La imagen, que costó en su día la nada despreciable cantidad de 3.500 pesetas, fue encargada a un artista de renombre, el académico y escultor sevillano Manuel de Echegoyan, avanzando en la época –a veces llegó al informalismo-, que supo plasmar en la factura de sus obras excelente oficio y delicado gusto, apartándose un tanto del Neobarroco Sevillano, tan en boga en la época, transmitiendo en sus obras un sello personal de sobriedad y simplicidad, como la que nos ocupa.

No obstante, su aspecto original es hoy irreconocible por la brillante intervención, realizada en 1981, por el también sevillano Luis Álvarez Duarte, que ocupó al rostro y cuello, suprimiendo la primitiva mirada fija, de angustia repentina, por otra más juvenil, de serena resignación, que ahora conserva, a base de bajar las cejas y redondear el rostro.

Trabajada en madera policromada, representa el rostro de la Mater Dolorosa, joven y natural, captado en un momento de angustia y dolor contenido.

Su dolor es intenso y agotador, pero sin perder nunca la resignación y la conformidad ante el terrible drama que se desarrolla en sus ojos.

El óvalo de la cara, enmarcado por una toca de encaje, es trianguliforme, de facciones nítidamente marcadas, y sus ojos, trabajados en pasta vítrea, dominan la uniformidad cromática del rostro, de policromía cálida, con un brillo especial, como consecuencia del llanto que los moja.

La expresión de María es de intensa dulzura. La mirada algo baja, perdida al infinito, con el trazo lineal de sus cejas levemente curvadas en los extremos, nos transmite sentimiento y a la vez serenidad; la boca, con los labios entreabiertos, lo que permite la visión de la lengua y ambas hileras de dientes, es quizás el elemento que otorga mayor patetismo a la expresión de la figura.

Las manos, casi afrontadas, con la palma extendida, terminan en unos dedos ligeramente incurvados de proporciones estilizadas, como corresponde a la juventud de La Señora, que sostienen habitualmente un pañuelo y un rosario.

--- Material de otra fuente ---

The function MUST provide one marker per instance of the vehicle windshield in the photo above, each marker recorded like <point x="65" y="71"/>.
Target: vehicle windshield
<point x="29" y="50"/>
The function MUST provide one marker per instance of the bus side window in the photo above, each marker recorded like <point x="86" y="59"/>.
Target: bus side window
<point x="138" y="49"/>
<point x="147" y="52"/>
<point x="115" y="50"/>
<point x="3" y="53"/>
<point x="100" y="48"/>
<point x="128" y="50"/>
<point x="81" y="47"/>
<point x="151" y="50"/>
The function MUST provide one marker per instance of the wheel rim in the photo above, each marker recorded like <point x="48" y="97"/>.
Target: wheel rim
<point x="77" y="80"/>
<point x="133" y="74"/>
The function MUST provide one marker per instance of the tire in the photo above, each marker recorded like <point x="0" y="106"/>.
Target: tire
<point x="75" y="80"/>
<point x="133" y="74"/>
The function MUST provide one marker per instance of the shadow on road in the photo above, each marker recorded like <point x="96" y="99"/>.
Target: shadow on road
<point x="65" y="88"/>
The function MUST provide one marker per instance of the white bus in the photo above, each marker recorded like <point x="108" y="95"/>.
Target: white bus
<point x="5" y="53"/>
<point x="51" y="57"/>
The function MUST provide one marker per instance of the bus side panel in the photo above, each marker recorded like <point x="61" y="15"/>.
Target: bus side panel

Como es costumbre en este tipo de efigies, Nuestra Señora del Mayor Dolor viste saya y manto negro, típica indumentaria de las viudas españolas del siglo XVI, puesta de moda por Isabel de Valois, tercera esposa de Felipe II. La saya, compuesta por un pecherín suelto con mangas y una especie de delantal profusamente adornados, se ajusta a la cintura con un fajín, manifestación externa de la virginidad de María, y se complementa con un tocado, versión andaluza del schebisim judío, formado a su vez con una mantilla española, velo de tul o tejido de raso.

El manto, por fin, profusamente bordado en oro, plata y pedrería, con motivos florales y emblemas de la Cofradía, alusivos a los primeros a las innumerables virtudes que adornan el alma de María, es el típico manto de misericordia de raigambre medieval, y simboliza la acogida de María a todos sus hijos, en este caso representados por sus costaleros.

Sobre su mano derecha porta un fino pañuelo de encaje, o manípulo, transposición de la patena, siendo así durante la pasión una auténtica “virgen oferente”, y en la izquierda un rosario, con el que Nuestra Señora va desgranando, uno a uno, todos los sufrimientos que afligirán a su hijo desde la oración de Getsemaní.

En el pecho destaca la empuñadura del puñal que atraviesa el corazón de la Mater Dolorosa, como clara alusión a los siete dolores que fueron atravesando su alma: en la calle de la Amargura, en la crucifixión de Jesús, en el descendimiento, y su entierro.

Completa el conjunto un surtido de variadas joyas que obedecen al valor simbólico que las identifica con las verdades espiritualidades.Toda la talla está rematada por una magnífica corona de plata dorada, atributo de realeza y símbolo de victoria y dominio, tachonada con doce estrellas que manifiestan el honor de la Hija de Sión sobre Israel y sus doce tribus, a la vez que su maternidad sobre la Iglesia fundada en los doce apóstoles.